Parameter ConfigurationIn the quality rule, when using value filtering and custom SQL to compute metric values, you can reference predefined dynamic parameter values. For example, define a parameter: partition = $[yyyyMMdd].
Value FilteringUsed to filter the range of objects to validate, such as filtering by partition. Supports parameter references: dt = ${partition}.
Validation Method - Built-in MetricsSystem built-in validation metrics. Select as needed.
Validation Method - Custom SQLIf the built-in metrics do not meet your needs, you can compute metric values using custom SQL. Important: The result of custom SQL must be a single numeric value to enable comparison.
Expected ResultDefine the expected result for the metric value.
Trigger MethodConfigures how the quality rule is triggered to run. 1. Scheduled trigger: The system triggers a single validation run at the specified time. 2. Periodic task trigger: Triggered by an associated periodic task instance after the instance runs successfully. For periodic scheduling triggers, there are two scheduling blocking options: A. Strong blocking: If validation fails, the associated task instance is marked as failed, blocking downstream instances. B. Non-blocking: The quality rule runs as a bypass and does not affect the task instance's run status. 3. Manual trigger: Manually triggered as needed.
Execution ClusterSpecifies the compute cluster within the workspace for running the quality rule.
Timeout DurationIf the quality rule validation does not complete within the set timeout, it will be automatically canceled by the system.

After filling in the required configuration items, click the "Confirm" button to create the rule.

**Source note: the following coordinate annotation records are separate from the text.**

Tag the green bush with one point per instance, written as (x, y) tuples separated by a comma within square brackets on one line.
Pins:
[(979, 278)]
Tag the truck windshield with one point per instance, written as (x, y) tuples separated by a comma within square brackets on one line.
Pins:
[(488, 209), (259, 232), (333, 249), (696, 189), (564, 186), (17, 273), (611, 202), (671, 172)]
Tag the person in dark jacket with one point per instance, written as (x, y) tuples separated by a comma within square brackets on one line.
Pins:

  1. Example: If you want to check whether the record count of a table meets expectations, you can select "Record Count" as the built-in metric, set value filtering to a specific partition, set the expected result to a specific numeric value, trigger method to scheduled trigger, and execution cluster to your workspace's compute cluster.

Test Run a Quality Rule

After creating a quality rule, it is recommended to use the "Test Run" feature to verify the correctness of the configuration. After a successful test run, you can view the results to adjust the rule.

View Test Run Results

After clicking "Test Run", follow the prompts to click "View Results" to see the test run validation results.

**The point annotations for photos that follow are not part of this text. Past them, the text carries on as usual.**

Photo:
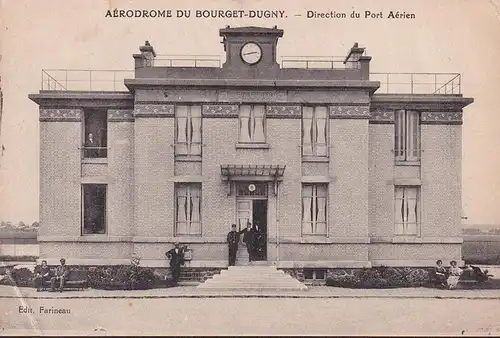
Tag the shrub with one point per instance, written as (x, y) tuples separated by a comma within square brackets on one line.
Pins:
[(122, 277), (378, 278), (22, 277)]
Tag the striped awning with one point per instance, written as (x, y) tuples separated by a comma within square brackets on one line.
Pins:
[(271, 171)]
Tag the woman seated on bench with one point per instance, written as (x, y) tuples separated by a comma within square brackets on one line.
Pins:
[(62, 273), (441, 273), (454, 277), (42, 274)]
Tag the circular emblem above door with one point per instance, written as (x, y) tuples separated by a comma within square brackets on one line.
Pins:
[(251, 53)]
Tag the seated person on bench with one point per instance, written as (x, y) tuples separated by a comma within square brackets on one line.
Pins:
[(42, 274), (62, 273)]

Configure Monitoring Alerts

To ensure data quality issues are addressed promptly, you can configure monitoring alerts for quality rules. There are two ways:

  1. Enable global quality monitoring alerts: In the monitoring and alerting module, search for "Data Quality Check Failed" and enable the system's built-in global quality validation monitoring rule.
  2. Configure custom quality monitoring alerts: Create custom monitoring rules, select "Quality Rule Validation Failed" as the monitoring message, and set filter conditions such as workspace or specific validation object.

Validation Objects

On the validation objects page, you can manage all quality rules by the validation object (table) dimension. Use the search filter area to quickly locate specific rules.

Validation Results

Validation Results List

On the validation results list page, you can view the run status of all quality rules. Use the search and filter area to precisely find the required validation results.

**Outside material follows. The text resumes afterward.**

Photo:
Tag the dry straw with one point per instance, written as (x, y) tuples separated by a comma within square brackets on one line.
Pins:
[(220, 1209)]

Operations on Validation Results

For each validation result, you can perform the following operations:

  • Terminate: Cancel the current validation run.
  • Set Success/Set Failure: Manually set the validation result to success or failure.
  • Revalidate: Trigger the quality validation to run again. Note: If a rule that previously failed validation passes upon revalidation, no new monitoring alert will be sent.

With the above features, you can effectively manage and monitor data quality, ensuring that the value of data in business applications is fully realized.